Updated on 2024-04-03 GMT+08:00

Creating Identification Rules

To effectively identify sensitive data fields in a database, you can create identification rules.

Data security levels, data classifications, and identification rules are DataArts Studio instance-level configurations and can be exchanged between workspaces. In this way, data can be managed based on unified standards in the Data Map component.

After an identification rule is created, it remains to be confirmed by default and cannot take effect for a static masking task. To make the identification rule take effect, perform the following operations:

After running a sensitive data discovery task, you must choose Sensitive Data Distribution in the left navigation pane, click the Manual Recovery tab, and ensure that the identification rule of the task is valid, so that the rule can take effect for dynamic masking tasks.

Prerequisites

Constraints

  • Only the DAYU Administrator, Tenant Administrator, or data security administrator can create, modify, or delete data security levels, classifications, and identification rules. Other common users do not have permission to perform these operations.
  • If the sensitive data identification rule is of the content identification type (that is, a built-in rule or a custom rule of the content identification type), a field is considered as a sensitive field and matched with a security level and classification only when the proportion of the number of records that match the identification rule of a field to the total number of records in the data table exceeds a specified threshold (80% by default).

Creating a Data Identification Rule

  1. On the DataArts Studio console, locate an instance and click Access. On the displayed page, locate a workspace and click DataArts Security.

    Figure 1 DataArts Security

  2. In the left navigation pane, choose Data Identification Rules.
  3. On the displayed page, click Create.

    Figure 2 Creating a data identification rule

  4. Set the parameters based on Table 1 and click OK.

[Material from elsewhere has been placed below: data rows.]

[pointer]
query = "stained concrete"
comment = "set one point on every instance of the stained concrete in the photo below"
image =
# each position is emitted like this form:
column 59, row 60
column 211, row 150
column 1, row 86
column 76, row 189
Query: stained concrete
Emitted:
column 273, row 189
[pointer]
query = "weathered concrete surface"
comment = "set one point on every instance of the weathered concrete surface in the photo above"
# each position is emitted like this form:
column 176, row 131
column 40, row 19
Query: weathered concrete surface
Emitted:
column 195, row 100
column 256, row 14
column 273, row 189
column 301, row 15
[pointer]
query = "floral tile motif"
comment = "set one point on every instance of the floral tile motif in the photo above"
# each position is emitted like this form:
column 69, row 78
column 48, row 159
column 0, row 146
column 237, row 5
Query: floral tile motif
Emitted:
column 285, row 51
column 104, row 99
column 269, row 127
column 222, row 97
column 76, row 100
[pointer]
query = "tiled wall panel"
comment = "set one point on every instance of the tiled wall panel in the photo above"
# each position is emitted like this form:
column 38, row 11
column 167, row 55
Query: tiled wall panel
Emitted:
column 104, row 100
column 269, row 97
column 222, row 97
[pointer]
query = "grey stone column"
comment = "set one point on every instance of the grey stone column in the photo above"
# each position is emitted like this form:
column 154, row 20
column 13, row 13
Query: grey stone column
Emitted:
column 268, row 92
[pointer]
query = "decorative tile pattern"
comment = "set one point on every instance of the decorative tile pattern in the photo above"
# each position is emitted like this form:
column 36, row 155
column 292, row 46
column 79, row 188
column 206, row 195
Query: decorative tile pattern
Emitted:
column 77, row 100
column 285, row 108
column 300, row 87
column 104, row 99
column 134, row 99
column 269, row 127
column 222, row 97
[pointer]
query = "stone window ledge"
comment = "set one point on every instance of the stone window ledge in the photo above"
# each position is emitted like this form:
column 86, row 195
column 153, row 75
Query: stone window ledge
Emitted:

    Figure 3 Setting parameters for the rule
    Table 1 Parameters

    Parameter

    Description

    *Type

    The category to which a rule belongs. You can either create a rule based on built-in templates or customize one.

    *Security Level

    Classify the configured data into different levels. If the existing security levels do not meet the requirements, go to the Data Confidentiality page to create security levels. For details, see Creating Data Security Levels.

    Data Classification

    Classify the configured data into different types. If the existing classifications do not meet the requirements, go to the Data Classification page to create classifications. For details, see Creating Data Classifications.

    Description

    A description of the rule to be created.

    Built-in

    *Template

    This parameter is displayed when Type is set to Built-in.

    The system provides more than 70 preset sensitive data identification and masking rules for the following information: sensitive personal information (such as phone numbers, debit cards, and credit cards), sensitive enterprise information (such as financial asset information and delivery information), sensitive key information (such as DSA keys and RSA keys), sensitive device information (such as IPv4 and IPv6 addresses), sensitive location information (such as provinces, cities, GPS locations, and addresses), and general sensitive information (date).

    *Name

    If Type is set to Built-in, the rule name is automatically generated based on the template.

    Custom

    *Name

    If Type is set to Custom, you can enter a rule name, which is mandatory. You are advised to include the rule meaning into the rule name and avoid meaningless descriptions so that the rule can be quickly located and selected.
    NOTE:

    The name must be unique.

    *Rule Recognition

    This parameter is displayed when Type is set to Custom. The options are None and Regular.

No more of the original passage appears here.